Hybrid Optogenetic and Electrical Retinal Prosthesis for Vision Restoration
Abstract: Retinal prostheses aimed at stimulating retinal ganglion cells hold promise for restoring vision in patients with photoreceptor degeneration, such as retinitis pigmentosa and age-related macular degeneration. Current clinically approved retinal prostheses utilizing electrical stimulation are limited by electrical spread, resulting in vision restoration not even up to the threshold of legal blindness. Optogenetic approaches offer greater spatial precision but are hindered by lower temporal fidelity and safety concerns due to the high intensity of light required for stimulation. In this study, we present a novel hybrid approach that combines optogenetic and electrical stimulation of retinal ganglion cells. Through ex vivo retinal electrophysiology experiments, including patch clamping and calcium imaging, we demonstrated that hybrid stimulation could lower optogenetic activation thresholds and enhance high-frequency responses without compromising spatial resolution. Our findings suggest that integrating hybrid stimulation into future retinal prostheses could improve the safety, efficiency, and resolution of vision restoration.
Integrated Multiscale Modeling of the Virtual Eye and Retina
Abstract: We introduce a novel, parameterized simulation platform designed for the comprehensive study of the human eyeball, retina, and optic nerve. This in silico framework holds significant potential for patient-specific tailoring and serves as an advanced tool in enhancing artificial vision solutions for individuals with visual impairments. The multiscale model is developed by integrating the capabilities of NEURON and COMSOL Multiphysics, enabling large-scale simulations of over 100,000 neurons while preserving robust biological plausibility. The finite element model intricately represents the anatomical details of a multi-layer human eye, including an optic nerve segment comprising myelinated fibers and surrounding tissues. The neural model encompasses a diverse array of retinal components such as photoreceptors, horizontal cells, bipolar cells, amacrine cells, and both midget and parasol retinal ganglion cells with their axonal projections, coupled with comprehensive network connectivity across various eccentricities. Model construction leverages data from electrophysiology, immunohistology, and optical coherence tomography imaging of healthy and degenerated human retinas. This simulation platform is poised to become an invaluable resource for engineers, scientists, and clinicians engaged in the design and optimization of retinal stimulation devices and drug delivery methods, with broad applications in both research and education.

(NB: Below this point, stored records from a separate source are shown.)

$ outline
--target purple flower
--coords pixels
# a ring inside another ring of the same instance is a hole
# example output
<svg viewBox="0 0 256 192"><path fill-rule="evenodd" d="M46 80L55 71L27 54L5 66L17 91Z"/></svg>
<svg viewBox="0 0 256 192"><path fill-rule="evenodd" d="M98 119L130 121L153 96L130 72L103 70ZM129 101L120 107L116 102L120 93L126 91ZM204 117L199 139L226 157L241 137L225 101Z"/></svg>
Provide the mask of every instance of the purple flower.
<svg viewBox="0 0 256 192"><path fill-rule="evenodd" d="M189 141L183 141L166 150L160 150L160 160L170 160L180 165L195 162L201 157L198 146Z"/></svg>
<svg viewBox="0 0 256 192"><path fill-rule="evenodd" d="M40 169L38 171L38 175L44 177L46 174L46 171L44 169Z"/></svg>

Fractional neural sampling: a shared computational mechanism of biological and artificial neural networks
Abstract: Brain activity unfolds across multiple spatial and temporal scales, giving rise to complex spatiotemporal dynamics. In this talk, I will introduce Fractional Neural Sampling (FNS), a theoretical framework that harnesses these dynamics to support flexible and efficient neural computation. I will first present how FNS emerges from a biophysically realistic neural circuit model, highlighting the critical role of heterogeneous connectivity in shaping complex activity patterns. I will then demonstrate how FNS provides a unified perspective on a range of brain functions, including visual attentional sampling. Finally, I will discuss how FNS enables efficient learning dynamics in deep neural networks used in AI.
The Future of Sight: Nanochap’s Innovations in Artificial Vision
Abstract: In this talk, we will showcase Nanochap’s pioneering advancements in artificial vision with cutting-edge hardware innovation. As a leader in intelligent sensing, Nanochap is redefining how machines see, understand, and interact with the world, enabling breakthroughs from lab to real-world deployment. We’ll dive into our latest ultra-low-power vision processors and high-performance neural accelerators, engineered to deliver unprecedented speed and efficiency for next-gen artificial vision applications. Learn how our hardware-software co-design approach tackles critical challenges in real-time processing, energy constraints, and scalable deployment across academic research and industrial solutions. Join us to explore how Nanochap’s technology is powering the future of sight and discover what’s coming next in the evolution of vision.
Jian Liu
University of Birmingham
Bridging Realms: Integrating Artificial and Natural Vision for Future Innovations
Abstract: In this Symposium, we explore the cutting-edge convergence of biological and machine vision systems. As artificial intelligence advances, the lines between natural and synthetic vision blur, opening new possibilities for healthcare and neuroscience. This event brings together researchers to discuss breakthroughs in neural-inspired algorithms, sensor technologies, and brain-machine interfaces. By fostering interdisciplinary dialogue, we aim to accelerate innovations that unify artificial and natural vision, shaping a future where these systems collaborate seamlessly to enhance perception, cognition, and human-machine interaction.